Si Missoula est devenue un "paradis pour écrivains", c'est d'abord parce que jusque dans les années 1970 elle était encore une petite ville provinciale au niveau de vie modeste, perspective intéressante pour des écrivains parfois désargentés. Ensuite, Missoula a pu séduire pour sa longue tradition universitaire en ateliers d'écriture. Cette émulation entre les ateliers d'écriture et les écrivains déjà installés a favorisé la venue de nouveaux venus, à la suite de Raymond Carver, de Richard Brautigan et du poète Richard Hugo.


sur la photo: Jim Harrison, Richard Brautigan, Thomas McGuane au centre, Bill Roecker, Becky McGuane, et Dink Bruce, 1973, (on ne sait pas qui est à gauche au 1er plan….)

 
Parmi les pionniers du groupe, on compte aussi William Kittredge et James Crumley. 
James Welch, l'étudiant de Richard Hugo, est l'un des meilleurs représentants de la littérature indienne avec Dorothy Johnson qui fréquente également l'atelier d'écriture de Missoula. Né dans la réserve indienne Pieds-Noirs de Browning (Montana), James Welch est l'auteur de C'est un beau jour pour mourir, un roman sur la fameuse bataille de Little bighorn, qui opposa les guerriers indiens aux troupes du général George Armstrong Custer.

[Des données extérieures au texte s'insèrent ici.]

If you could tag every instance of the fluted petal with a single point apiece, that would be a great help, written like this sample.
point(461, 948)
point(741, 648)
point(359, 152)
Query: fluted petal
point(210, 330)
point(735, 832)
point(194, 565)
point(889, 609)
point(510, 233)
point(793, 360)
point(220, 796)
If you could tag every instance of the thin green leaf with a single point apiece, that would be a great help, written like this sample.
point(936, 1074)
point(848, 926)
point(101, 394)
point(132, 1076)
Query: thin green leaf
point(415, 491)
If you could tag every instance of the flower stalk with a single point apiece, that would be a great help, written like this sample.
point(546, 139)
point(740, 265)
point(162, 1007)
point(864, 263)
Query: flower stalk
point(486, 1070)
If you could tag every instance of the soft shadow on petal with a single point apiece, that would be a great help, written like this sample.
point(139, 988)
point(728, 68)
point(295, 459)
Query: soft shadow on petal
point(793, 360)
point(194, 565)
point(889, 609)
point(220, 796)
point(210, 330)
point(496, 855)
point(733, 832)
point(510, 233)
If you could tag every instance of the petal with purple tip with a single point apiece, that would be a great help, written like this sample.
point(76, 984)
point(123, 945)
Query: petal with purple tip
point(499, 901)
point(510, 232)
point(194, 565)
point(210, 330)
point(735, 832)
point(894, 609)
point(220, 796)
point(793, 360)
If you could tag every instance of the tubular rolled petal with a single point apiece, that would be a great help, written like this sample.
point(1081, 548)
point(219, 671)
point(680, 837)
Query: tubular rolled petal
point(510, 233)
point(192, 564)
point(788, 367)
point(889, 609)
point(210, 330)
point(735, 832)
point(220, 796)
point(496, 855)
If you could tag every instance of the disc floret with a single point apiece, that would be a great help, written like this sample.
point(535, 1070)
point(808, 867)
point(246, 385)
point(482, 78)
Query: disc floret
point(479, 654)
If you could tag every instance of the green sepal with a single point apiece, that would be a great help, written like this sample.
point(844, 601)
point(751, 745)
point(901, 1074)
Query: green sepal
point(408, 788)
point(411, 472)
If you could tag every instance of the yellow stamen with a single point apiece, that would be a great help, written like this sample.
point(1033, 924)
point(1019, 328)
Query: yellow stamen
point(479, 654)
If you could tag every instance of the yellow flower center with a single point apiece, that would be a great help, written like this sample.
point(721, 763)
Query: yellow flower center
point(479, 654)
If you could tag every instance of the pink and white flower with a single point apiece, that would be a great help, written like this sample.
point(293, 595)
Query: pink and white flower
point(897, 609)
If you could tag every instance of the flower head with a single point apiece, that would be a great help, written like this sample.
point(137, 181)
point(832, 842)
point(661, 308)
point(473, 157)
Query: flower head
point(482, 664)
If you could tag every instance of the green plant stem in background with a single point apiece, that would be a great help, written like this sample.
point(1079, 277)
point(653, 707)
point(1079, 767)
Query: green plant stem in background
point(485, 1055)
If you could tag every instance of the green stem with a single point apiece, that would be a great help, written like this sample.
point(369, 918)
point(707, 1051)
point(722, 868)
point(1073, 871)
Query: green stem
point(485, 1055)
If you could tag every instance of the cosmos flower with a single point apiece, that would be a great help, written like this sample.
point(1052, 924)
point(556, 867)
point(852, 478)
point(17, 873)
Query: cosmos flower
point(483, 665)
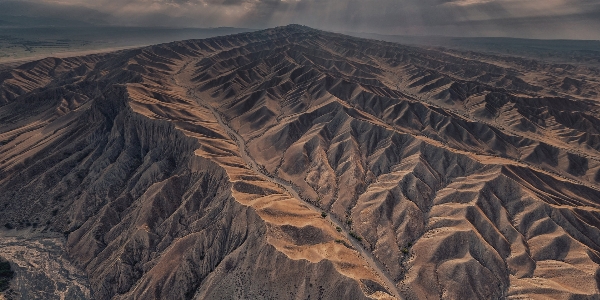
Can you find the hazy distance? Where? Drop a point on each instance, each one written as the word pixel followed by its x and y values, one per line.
pixel 539 19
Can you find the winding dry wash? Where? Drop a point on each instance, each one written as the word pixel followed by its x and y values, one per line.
pixel 292 163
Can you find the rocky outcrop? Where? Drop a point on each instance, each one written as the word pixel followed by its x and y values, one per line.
pixel 296 163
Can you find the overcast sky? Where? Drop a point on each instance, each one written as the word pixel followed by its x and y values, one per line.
pixel 548 19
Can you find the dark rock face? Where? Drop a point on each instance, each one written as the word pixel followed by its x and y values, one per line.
pixel 199 170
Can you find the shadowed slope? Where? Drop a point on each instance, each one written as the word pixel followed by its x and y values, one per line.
pixel 200 169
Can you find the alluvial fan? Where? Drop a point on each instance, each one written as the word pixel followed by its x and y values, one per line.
pixel 292 163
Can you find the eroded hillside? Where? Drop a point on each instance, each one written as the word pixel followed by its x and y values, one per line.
pixel 296 163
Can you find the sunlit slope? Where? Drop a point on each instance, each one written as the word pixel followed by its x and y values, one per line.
pixel 200 169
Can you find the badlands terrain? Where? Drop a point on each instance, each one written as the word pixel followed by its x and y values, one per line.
pixel 292 163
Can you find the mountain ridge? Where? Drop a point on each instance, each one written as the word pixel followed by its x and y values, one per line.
pixel 193 168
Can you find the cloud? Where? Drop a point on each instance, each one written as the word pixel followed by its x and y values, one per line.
pixel 517 18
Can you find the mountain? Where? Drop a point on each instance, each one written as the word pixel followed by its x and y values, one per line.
pixel 295 163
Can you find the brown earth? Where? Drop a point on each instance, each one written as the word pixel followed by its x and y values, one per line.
pixel 200 170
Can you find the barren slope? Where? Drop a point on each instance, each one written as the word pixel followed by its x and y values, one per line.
pixel 200 169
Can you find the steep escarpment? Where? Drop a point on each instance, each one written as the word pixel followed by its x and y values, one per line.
pixel 296 163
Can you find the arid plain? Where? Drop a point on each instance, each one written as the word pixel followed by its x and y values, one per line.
pixel 293 163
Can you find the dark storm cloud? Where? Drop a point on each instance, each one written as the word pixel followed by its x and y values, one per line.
pixel 518 18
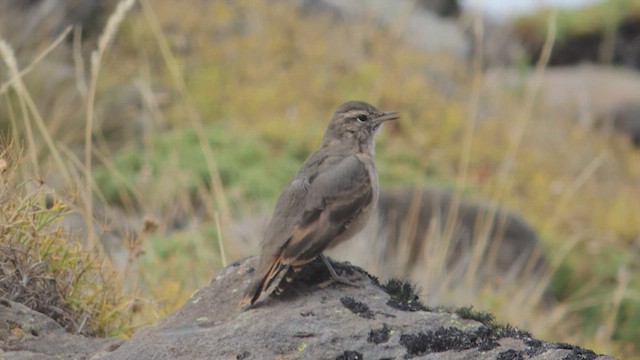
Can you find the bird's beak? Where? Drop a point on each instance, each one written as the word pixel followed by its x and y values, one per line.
pixel 391 115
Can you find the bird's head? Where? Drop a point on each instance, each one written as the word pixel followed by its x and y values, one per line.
pixel 355 123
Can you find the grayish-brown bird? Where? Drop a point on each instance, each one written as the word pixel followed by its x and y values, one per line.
pixel 329 200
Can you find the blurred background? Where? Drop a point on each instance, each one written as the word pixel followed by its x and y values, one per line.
pixel 144 143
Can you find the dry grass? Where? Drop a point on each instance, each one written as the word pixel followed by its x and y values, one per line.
pixel 249 70
pixel 43 266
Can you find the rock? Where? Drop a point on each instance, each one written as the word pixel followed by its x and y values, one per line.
pixel 599 44
pixel 27 334
pixel 584 93
pixel 415 25
pixel 407 216
pixel 309 321
pixel 393 241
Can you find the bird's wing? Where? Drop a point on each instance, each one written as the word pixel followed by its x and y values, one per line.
pixel 336 197
pixel 278 233
pixel 309 214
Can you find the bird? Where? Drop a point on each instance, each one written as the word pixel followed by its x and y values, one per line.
pixel 329 200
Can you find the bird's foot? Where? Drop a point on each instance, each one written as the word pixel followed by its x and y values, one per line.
pixel 335 278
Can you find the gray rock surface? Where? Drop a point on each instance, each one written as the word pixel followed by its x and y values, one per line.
pixel 415 25
pixel 311 321
pixel 27 334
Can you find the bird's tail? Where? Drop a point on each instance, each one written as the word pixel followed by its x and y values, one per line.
pixel 263 283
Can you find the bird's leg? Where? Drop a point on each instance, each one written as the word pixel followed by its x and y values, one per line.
pixel 335 278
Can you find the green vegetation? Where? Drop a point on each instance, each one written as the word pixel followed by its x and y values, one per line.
pixel 598 17
pixel 44 266
pixel 250 88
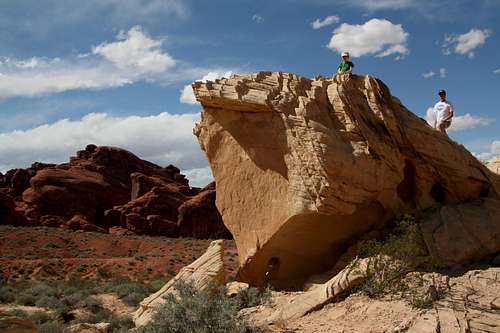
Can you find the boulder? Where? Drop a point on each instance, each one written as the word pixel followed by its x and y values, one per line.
pixel 462 233
pixel 8 211
pixel 199 218
pixel 203 272
pixel 89 328
pixel 495 165
pixel 304 167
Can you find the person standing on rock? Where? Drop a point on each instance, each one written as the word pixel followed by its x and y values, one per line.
pixel 443 113
pixel 346 66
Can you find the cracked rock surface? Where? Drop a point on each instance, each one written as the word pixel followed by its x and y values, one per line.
pixel 304 167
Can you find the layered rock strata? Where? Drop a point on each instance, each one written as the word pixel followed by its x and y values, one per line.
pixel 305 166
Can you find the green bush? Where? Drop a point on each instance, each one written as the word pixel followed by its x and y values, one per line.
pixel 92 304
pixel 51 327
pixel 26 298
pixel 401 252
pixel 195 311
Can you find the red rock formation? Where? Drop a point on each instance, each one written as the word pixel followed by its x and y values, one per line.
pixel 105 187
pixel 198 216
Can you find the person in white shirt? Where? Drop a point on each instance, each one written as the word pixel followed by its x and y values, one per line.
pixel 443 113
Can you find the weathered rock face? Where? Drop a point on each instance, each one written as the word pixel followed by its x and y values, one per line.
pixel 495 165
pixel 202 273
pixel 303 167
pixel 199 217
pixel 105 187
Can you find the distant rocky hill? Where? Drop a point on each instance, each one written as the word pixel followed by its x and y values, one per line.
pixel 306 167
pixel 109 189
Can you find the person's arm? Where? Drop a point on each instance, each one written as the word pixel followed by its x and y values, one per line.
pixel 451 112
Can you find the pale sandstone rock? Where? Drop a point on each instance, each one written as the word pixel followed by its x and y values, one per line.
pixel 465 304
pixel 495 165
pixel 89 328
pixel 207 269
pixel 235 287
pixel 351 276
pixel 16 325
pixel 463 233
pixel 305 166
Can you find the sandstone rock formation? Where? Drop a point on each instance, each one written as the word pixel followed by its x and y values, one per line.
pixel 463 232
pixel 105 187
pixel 305 166
pixel 466 303
pixel 89 328
pixel 495 165
pixel 207 269
pixel 303 303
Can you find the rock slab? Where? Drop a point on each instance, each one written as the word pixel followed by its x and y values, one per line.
pixel 305 166
pixel 207 269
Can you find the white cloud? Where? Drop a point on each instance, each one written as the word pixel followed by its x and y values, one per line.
pixel 137 51
pixel 329 20
pixel 187 94
pixel 133 57
pixel 442 72
pixel 257 18
pixel 199 176
pixel 428 75
pixel 467 121
pixel 373 5
pixel 461 123
pixel 164 138
pixel 379 37
pixel 492 151
pixel 466 43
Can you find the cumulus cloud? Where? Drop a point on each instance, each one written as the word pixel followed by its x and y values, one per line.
pixel 442 72
pixel 257 18
pixel 428 75
pixel 136 50
pixel 329 20
pixel 373 5
pixel 377 36
pixel 164 138
pixel 466 43
pixel 187 94
pixel 461 123
pixel 133 57
pixel 492 151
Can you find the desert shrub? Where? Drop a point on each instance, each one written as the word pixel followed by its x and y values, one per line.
pixel 50 302
pixel 51 327
pixel 401 252
pixel 128 291
pixel 26 298
pixel 92 304
pixel 156 285
pixel 40 317
pixel 190 310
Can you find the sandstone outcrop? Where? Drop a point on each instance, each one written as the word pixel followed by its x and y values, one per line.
pixel 105 187
pixel 305 166
pixel 495 165
pixel 207 269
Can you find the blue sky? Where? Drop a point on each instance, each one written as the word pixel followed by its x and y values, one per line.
pixel 113 71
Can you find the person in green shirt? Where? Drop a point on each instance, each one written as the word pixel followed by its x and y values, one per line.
pixel 345 66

Aujourd'hui, les écrivains qui y vivent combattent l'étiquette d'écrivains régionalistes et bien évidemment ils ne se croient pas obligés, même s'ils y résident, de situer leurs livres dans le Montana. Une remarque, cependant : Missoula semble inspirer les auteurs de romans policiers. A côté de Crumley, il y a John Jackson ( Dead Man ), James Lee Burke, probablement l'écrivain le plus riche de Missoula, grâce à sa série de romans policiers dont le cadre est La Nouvelle-Orléans ; et Robert Sims Reid, qui est un vrai détective, depuis quinze ans dans la police de Missoula...
Résultat : l'énergie est palpable. Impossible de ne pas sentir que Missoula est une ville obsédée par l'écriture sous toutes ses formes.